- Theatrical poster
- Directed by: Wai Ka-Fai
- Written by: Wai Ka-fai, Szeto Kam-Yuen, Matt Chow
- Produced by: Johnnie To
- Starring: Lau Ching Wan Carman Lee Francis Ng Cheung Tat-ming Matt Chow Elvis Tsui Cheng Cho Ruby Wong Soong Pounh Chong
- Cinematography: Wong Wing Hang
- Edited by: Wong Wing Ming
- Music by: Wong Ka Sin
- Production company: Milkyway Image
- Distributed by: Golden Harvest
- Release date: 14 March 1997;
- Running time: 90 minutes
- Country: Hong Kong
- Language: Cantonese

= Too Many Ways to Be No. 1 =

1997 Hong Kong film by Wai Ka-fai

Too Many Ways to Be No. 1 (一個字頭的誕生) is a 1997 gangster drama directed by Wai Ka Fai, starring Lau Ching Wan, Carman Lee, Francis Ng, Cheung Tat Ming, Matt Chow, Elvis Tsui, Cheng Cho and Ruby Wong.

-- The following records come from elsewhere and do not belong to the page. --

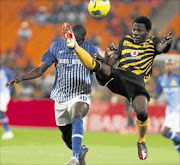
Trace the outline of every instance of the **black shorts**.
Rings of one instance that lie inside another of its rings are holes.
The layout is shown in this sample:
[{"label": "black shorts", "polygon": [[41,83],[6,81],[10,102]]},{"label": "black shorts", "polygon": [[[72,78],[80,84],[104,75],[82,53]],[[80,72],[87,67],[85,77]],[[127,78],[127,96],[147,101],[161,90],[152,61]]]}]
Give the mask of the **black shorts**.
[{"label": "black shorts", "polygon": [[107,86],[113,93],[125,96],[130,102],[138,95],[144,95],[150,100],[143,78],[130,71],[111,67],[110,76],[99,71],[96,78],[100,85]]}]

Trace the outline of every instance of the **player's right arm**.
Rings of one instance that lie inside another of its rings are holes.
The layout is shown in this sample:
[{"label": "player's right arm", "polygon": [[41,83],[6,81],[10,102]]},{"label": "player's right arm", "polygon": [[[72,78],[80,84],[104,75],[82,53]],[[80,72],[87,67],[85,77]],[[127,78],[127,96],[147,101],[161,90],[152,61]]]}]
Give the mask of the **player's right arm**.
[{"label": "player's right arm", "polygon": [[48,67],[49,66],[46,63],[42,62],[38,67],[32,69],[28,73],[25,73],[23,75],[20,75],[18,77],[13,78],[12,80],[10,80],[6,84],[6,87],[11,87],[12,85],[17,84],[17,83],[24,81],[24,80],[30,80],[30,79],[38,78],[44,74],[44,72],[48,69]]}]

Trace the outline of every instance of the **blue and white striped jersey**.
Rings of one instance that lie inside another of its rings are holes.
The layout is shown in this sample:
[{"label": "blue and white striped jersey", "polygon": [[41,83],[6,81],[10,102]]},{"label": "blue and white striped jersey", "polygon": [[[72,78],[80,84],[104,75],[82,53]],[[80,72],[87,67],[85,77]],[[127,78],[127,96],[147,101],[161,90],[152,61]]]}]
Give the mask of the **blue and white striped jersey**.
[{"label": "blue and white striped jersey", "polygon": [[0,67],[0,95],[11,94],[11,88],[6,88],[5,85],[14,77],[12,71],[4,66]]},{"label": "blue and white striped jersey", "polygon": [[160,94],[164,92],[167,110],[166,114],[173,112],[180,112],[180,75],[173,73],[172,77],[168,77],[167,74],[163,74],[159,77],[156,93]]},{"label": "blue and white striped jersey", "polygon": [[[90,55],[98,53],[96,47],[90,42],[84,41],[81,47]],[[80,94],[91,93],[93,74],[83,66],[65,41],[56,42],[41,60],[48,66],[55,62],[56,76],[51,90],[51,99],[64,102]]]}]

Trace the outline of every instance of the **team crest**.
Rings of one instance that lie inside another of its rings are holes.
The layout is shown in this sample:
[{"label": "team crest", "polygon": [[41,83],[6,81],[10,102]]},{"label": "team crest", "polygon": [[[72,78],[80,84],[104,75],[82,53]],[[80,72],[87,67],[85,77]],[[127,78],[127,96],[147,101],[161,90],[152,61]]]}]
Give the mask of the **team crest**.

Made in 1997, this is the first formal film produced by Milkyway Image.

==Synopsis==
Bo invites Gau, a poor gangster living in Hong Kong, to join him in smuggling valuable cars back to China. What Gau doesn't know is that accepting the offer will lead him on a journey of endless misfortune and death in China. However, leaving the gang before they start their job will take him on another journey of fighting for dignity and honour in Taiwan.

==Cast==
- Lau Ching Wan as A Gau (阿狗)
- Carman Lee
- Francis Ng as Matt (阿貓)
- Cheung Tat-ming as Bo (大寶)
- Matt Chow as Kei (喪基)
- Elvis Tsui
- Cheng Cho as Big Chun (大春)
- Ruby Wong as Bo's wife (大嫂)
- Soong Pounh Chong as Small Chun (小春)

==Awards==
Too Many Ways to Be No. 1 was nominated for the Hong Kong Film Award for Best Screenplay award in the 17th Hong Kong Film Awards.
It is also included in the Films of Merit list made by the Hong Kong Film Critics Society Award.